To determine how accurately the time of fetal death can be predicted from the extent of external maceration in a stillborn fetus.


Autopsy photographs of 86 stillborns with well-timed deaths were studied retrospectively. Sixty randomly chosen fetuses (learning set) were assessed unblinded to develop proposed gross criteria for timing fetal death; 26 fetuses (test set) were then randomly and blindly assessed to test the accuracy of the proposed criteria.

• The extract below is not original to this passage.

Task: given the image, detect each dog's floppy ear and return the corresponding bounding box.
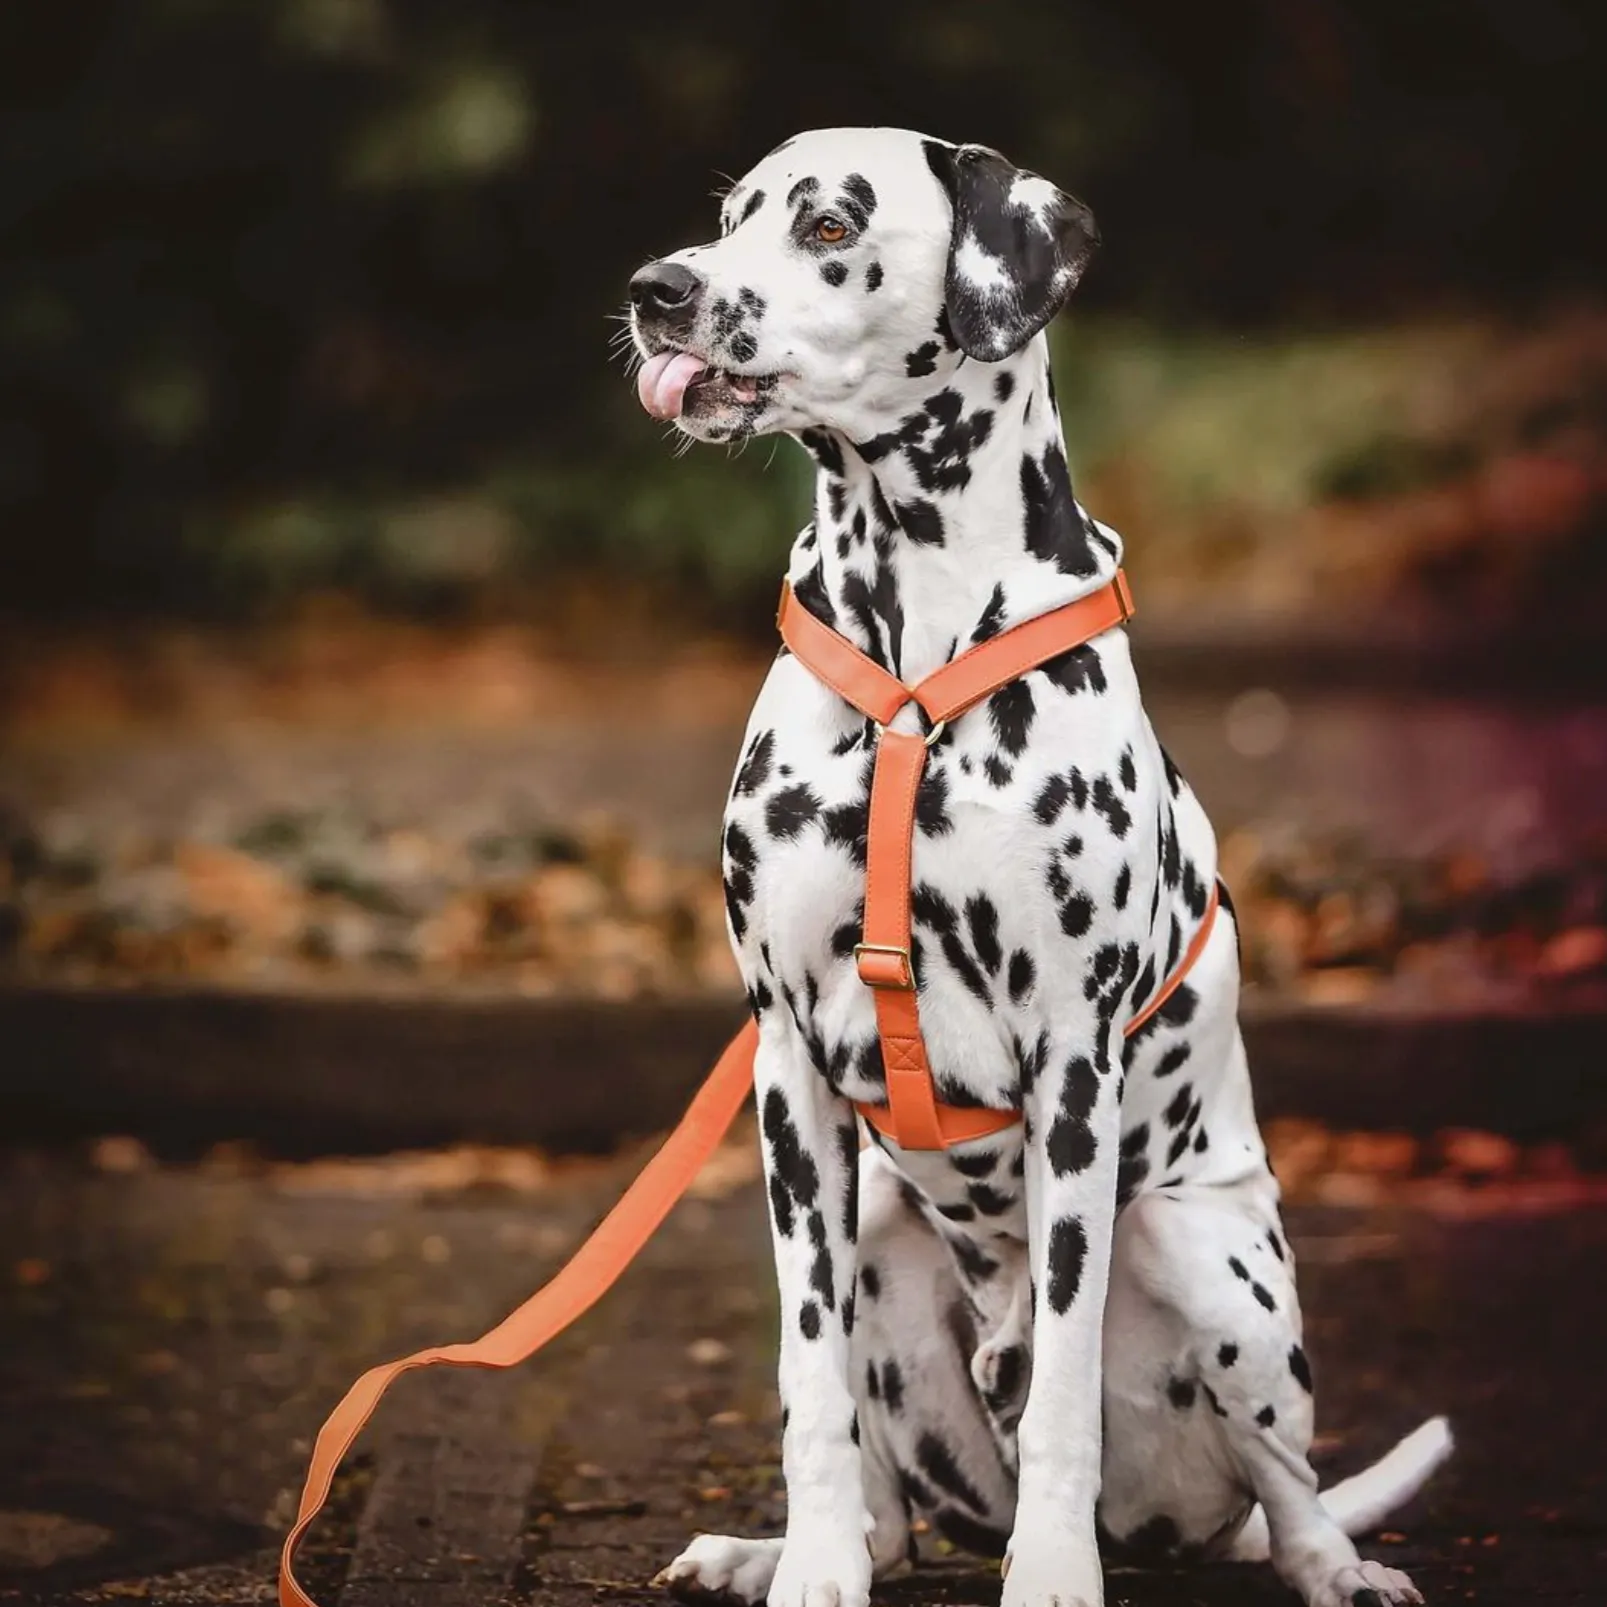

The two earliest changes in the learning cases were areas of desquamation measuring at least 1 cm in diameter and brown-red discoloration of the umbilical cord stump. Both changes occurred primarily in fetuses with death-to-delivery intervals of 6 or more hours. Other early changes included desquamation involving the face, abdomen, or back (12 or more hours); desquamation involving 5% or more of the body surface (18 or more hours); brown skin discoloration (24 or more hours); and a moderate or severe extent of desquamation (24 or more hours). The only late change that correlated with a specific duration of intrauterine retention was mummification (2 or more weeks). When the 26 test fetuses were randomly and blindly assessed using these gross criteria, 18 (69%) were classified correctly with respect to the approximate time of fetal death.


External fetal examination is useful for estimating the time of death in many stillborns; this information may be helpful when a complete autopsy cannot be performed.